The Philadelphia area has been kind to England’s Justin Rose over the years.

The 45-year-old is playing the 108th PGA Championship at Aronimink this week on a course he won on in 2010 in the AT&T National and is just 30 minutes down the road from Merion, where he won the 2013 U.S. Open.

“I think the whole area feels very familiar to the part of England I live in,” he said. “Very leafy, very green. Even this time of year I feel like the spring here is very much like the spring in England right now. So it feels very familiar from that point of view. I think some of the golf course design in this area is sort of reminiscent of sort of some of the courses in Surrey that I've kind of grown up playing.

“I like the old-school golf. I like old-school tests of golf. I like the design and the architecture of these classic old courses, to be honest with you. So yeah, I've fortunately done well on these style of tracks and therefore kind of built a nice rapport with Philly, and the crowd have kind of sensed that. And I do, I get great support out there because of that. So it's been a lot of fun to kind of always come back to this part of the country and play.”

2026 PGA Championship

Rose’s season thus far has had its highs and lows.

In his second start of the year, he won the Farmers Insurance Open at Torrey Pines.

Rose had missed cuts at Riviera and Bay Hill before he tied for 13th at the Players Championship in March and then tied for third at the Masters.

That Masters finish, however, stung as it added to his heartbreak at Augusta National where he’s finished in the top-3 on four occasions, but never won.
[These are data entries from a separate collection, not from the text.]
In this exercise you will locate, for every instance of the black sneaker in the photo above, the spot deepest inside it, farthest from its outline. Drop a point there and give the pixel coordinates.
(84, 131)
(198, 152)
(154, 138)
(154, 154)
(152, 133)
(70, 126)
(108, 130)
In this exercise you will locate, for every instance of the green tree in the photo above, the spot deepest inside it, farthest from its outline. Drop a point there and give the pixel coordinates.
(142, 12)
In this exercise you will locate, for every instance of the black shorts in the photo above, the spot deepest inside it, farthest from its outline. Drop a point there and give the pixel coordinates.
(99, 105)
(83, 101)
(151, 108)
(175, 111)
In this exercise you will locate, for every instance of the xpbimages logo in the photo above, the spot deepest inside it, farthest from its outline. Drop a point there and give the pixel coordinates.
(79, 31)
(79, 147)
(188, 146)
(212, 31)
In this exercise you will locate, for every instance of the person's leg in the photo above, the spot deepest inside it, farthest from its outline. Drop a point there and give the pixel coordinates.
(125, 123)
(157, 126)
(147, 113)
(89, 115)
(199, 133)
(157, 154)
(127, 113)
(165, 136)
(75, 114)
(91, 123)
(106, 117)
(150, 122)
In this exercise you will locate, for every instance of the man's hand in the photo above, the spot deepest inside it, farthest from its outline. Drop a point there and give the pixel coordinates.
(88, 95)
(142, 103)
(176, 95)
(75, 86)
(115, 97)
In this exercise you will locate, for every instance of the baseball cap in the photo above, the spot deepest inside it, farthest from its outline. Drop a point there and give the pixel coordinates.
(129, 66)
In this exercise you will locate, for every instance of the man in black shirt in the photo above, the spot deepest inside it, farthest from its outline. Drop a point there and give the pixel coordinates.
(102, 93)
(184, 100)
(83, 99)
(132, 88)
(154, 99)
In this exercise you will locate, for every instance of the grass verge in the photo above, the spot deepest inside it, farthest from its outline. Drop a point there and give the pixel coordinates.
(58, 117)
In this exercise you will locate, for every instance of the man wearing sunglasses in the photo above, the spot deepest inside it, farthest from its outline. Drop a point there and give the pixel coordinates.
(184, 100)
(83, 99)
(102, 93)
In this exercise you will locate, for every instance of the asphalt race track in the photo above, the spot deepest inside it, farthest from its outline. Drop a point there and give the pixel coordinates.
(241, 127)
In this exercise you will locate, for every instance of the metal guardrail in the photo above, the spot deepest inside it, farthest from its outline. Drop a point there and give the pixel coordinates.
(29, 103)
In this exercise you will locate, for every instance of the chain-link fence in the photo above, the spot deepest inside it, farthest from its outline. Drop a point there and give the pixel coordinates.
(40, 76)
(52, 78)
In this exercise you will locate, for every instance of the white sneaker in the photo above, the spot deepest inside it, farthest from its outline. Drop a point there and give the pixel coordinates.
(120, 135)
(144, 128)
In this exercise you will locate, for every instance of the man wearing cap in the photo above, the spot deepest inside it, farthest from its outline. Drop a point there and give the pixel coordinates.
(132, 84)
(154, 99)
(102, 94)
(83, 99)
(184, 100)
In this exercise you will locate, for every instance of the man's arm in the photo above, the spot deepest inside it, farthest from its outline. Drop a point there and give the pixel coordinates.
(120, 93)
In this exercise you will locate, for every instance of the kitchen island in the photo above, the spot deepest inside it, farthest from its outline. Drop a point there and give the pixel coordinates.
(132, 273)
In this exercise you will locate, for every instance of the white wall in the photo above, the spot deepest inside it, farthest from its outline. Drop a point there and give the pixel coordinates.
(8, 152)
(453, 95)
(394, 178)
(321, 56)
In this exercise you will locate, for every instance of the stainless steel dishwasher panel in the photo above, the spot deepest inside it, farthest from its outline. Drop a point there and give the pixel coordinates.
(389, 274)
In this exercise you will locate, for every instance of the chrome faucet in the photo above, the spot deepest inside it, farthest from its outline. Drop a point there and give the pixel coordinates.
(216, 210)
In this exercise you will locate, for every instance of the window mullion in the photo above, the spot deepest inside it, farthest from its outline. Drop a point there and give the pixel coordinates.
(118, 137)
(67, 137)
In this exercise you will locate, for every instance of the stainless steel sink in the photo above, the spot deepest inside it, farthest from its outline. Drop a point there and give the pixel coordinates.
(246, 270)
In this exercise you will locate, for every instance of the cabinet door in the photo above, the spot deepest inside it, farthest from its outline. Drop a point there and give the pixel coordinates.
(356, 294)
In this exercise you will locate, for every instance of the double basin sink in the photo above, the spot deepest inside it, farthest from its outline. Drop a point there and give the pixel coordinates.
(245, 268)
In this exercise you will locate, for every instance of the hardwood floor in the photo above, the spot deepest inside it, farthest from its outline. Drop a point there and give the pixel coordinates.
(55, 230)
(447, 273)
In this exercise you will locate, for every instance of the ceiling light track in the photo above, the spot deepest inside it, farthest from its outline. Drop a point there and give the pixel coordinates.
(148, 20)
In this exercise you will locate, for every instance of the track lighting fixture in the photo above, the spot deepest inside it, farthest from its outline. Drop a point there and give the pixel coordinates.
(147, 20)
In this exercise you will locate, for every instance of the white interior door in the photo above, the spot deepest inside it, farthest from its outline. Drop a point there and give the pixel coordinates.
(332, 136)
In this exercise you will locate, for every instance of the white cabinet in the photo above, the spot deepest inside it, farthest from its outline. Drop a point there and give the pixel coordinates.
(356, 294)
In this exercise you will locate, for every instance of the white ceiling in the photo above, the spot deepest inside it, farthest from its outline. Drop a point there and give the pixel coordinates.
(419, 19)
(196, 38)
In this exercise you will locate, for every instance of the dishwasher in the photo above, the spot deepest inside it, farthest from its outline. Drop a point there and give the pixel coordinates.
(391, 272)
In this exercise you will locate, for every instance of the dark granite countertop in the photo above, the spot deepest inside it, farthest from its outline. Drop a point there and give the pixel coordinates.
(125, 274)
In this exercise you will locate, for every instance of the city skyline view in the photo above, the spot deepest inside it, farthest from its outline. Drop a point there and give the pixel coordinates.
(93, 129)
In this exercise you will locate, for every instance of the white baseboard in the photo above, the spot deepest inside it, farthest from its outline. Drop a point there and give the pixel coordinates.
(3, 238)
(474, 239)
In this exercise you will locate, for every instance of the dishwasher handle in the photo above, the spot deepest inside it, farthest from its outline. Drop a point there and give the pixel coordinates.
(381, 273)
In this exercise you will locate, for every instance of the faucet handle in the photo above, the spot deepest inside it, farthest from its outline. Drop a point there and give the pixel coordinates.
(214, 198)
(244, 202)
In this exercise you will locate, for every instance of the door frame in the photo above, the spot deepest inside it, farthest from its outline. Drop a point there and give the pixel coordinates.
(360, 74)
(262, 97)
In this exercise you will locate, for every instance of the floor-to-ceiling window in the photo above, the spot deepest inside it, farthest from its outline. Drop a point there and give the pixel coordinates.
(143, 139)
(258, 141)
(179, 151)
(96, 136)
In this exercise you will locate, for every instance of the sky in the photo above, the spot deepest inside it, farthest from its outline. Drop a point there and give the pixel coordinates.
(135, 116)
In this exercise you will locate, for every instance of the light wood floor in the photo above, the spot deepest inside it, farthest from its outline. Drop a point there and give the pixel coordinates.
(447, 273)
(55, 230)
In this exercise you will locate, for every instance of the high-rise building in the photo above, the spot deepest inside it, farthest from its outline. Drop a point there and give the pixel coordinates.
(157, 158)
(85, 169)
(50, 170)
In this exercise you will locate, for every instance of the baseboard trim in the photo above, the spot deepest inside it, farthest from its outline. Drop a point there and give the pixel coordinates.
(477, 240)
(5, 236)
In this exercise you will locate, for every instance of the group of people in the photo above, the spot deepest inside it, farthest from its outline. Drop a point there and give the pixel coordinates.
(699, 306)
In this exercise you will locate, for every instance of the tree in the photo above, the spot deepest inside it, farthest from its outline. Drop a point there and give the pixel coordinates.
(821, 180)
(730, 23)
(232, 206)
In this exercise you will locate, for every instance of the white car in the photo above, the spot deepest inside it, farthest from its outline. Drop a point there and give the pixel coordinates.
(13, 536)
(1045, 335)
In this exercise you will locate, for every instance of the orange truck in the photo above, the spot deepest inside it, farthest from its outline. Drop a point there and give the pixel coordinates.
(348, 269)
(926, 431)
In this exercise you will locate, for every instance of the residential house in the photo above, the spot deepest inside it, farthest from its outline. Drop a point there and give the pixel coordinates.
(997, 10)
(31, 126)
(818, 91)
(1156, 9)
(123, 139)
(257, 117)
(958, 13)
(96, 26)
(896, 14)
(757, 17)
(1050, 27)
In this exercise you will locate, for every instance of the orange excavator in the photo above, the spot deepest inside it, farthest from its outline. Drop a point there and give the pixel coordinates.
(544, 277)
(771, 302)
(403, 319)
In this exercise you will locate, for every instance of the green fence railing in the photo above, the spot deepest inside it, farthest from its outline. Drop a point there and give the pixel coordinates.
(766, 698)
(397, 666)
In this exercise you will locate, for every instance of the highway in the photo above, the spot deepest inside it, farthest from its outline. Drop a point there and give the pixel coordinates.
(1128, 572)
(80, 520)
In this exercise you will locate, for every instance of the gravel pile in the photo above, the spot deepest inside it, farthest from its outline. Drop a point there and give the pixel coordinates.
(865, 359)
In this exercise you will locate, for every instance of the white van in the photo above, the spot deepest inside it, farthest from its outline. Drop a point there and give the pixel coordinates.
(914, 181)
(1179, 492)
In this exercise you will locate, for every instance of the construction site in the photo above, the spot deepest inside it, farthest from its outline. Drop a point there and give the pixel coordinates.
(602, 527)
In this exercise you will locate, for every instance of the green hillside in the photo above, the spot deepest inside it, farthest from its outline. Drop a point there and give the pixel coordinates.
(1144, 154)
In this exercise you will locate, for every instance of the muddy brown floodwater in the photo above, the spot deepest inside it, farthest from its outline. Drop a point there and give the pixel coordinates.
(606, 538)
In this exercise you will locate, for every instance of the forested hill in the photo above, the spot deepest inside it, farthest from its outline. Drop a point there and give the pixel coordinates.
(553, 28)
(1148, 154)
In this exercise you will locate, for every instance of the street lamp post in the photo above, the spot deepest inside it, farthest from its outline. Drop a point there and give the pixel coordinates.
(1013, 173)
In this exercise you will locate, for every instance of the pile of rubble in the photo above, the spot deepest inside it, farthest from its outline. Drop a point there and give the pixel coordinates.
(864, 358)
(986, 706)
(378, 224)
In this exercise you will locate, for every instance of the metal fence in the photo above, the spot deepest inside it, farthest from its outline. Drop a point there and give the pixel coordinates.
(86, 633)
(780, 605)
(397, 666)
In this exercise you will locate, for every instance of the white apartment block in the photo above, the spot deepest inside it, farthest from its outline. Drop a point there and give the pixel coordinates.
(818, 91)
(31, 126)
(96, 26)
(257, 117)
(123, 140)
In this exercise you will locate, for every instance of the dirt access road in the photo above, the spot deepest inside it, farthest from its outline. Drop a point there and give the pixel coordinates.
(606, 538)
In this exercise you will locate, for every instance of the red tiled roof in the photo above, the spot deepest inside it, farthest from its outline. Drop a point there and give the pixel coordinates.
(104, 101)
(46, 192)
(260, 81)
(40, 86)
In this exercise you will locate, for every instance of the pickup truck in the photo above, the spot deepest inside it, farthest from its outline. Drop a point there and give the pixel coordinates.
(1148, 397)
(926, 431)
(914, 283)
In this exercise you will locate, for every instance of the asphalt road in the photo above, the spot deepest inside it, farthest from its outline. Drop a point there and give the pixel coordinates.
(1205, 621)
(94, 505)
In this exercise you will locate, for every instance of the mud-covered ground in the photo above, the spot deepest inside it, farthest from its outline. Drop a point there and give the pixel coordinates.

Rose had a two-shot lead at the turn in the final round before bogeys at 11 and 12 and he wasn’t able to bounce back.

In his last two starts – the Cadillac Championship and the Truist Championship – Rose finished T65 and T45, respectively.

Chalk it up to the Masters letdown.

“Listen, I think after The Masters I went home and there was a lot to absorb there, that was a tough loss,” he explained. “I think, to be honest with you, the first two weeks back have been just about finding my feet again, to be honest with you. So I really don't feel like I've been sort of neglecting any part of my game. I don't feel like there's been a lot of other distractions to other elements of my game. I just think that there's cycles of form and there's cycles of things you got to work through mentally. And I feel like I've done a nice job of that now and I feel like this week I feel like the enthusiasm and the energy's coming back to kind of want to compete. Obviously you want to compete well every single week but there's sometimes it's just different dynamics that are going on behind the scenes that make it just a little bit more than just ticking boxes and yeah sometimes a little bit deeper than that. But I feel like this week I feel just a little bit more switched on and ready to go.”

The longevity of success in Rose’s career has been remarkable. He bursts onto the scene with a T4 in the Open Championship at Royal Birkdale as an amateur in 1998. Shortly after, he turned professional and endured 21 consecutive missed cuts.

But he kept grinding – as he has every year since. That grinding has produced 13 PGA Tour wins to go along with 11 European Tour wins and seven Ryder Cup appearances for Team Europe.

It wasn’t all that long ago when golfers in their mid-40s were on the back nine of their career. That’s far from the case these days and Rose is a prime example of someone who always does whatever is required to dig deep for that little extra.

He recently made an iron change, something he sees as no big deal, estimating it’s somewhere around his eighth set of irons in the last five seasons. On Tuesday, a reporter asked if Rose had any trepidation about disrupting a successful formula.

“No, because I don't think the formula is to do with any luck or superstition or stuck in my ways,” he said. “It's about always pushing myself to be better. That's why I'm here. That's why I'm here at 45. I'm not here at 45 because I've done the same things over the last 10 years. Because I'm always doing something different, I'm always pushing myself, I'm always finding one percents. That's what makes it exciting. That's the only reason I'm sitting here talking to you is because I've done a good job of grinding and finding improvement. Because obviously everyone out here is getting better. These young guys, the level on Tour has just I think really gone so much stronger in the last 10 years. So if you're staying the same, you are going backwards.”

If there’s one thing to know about Rose, it’s that he’s never been content with staying the same.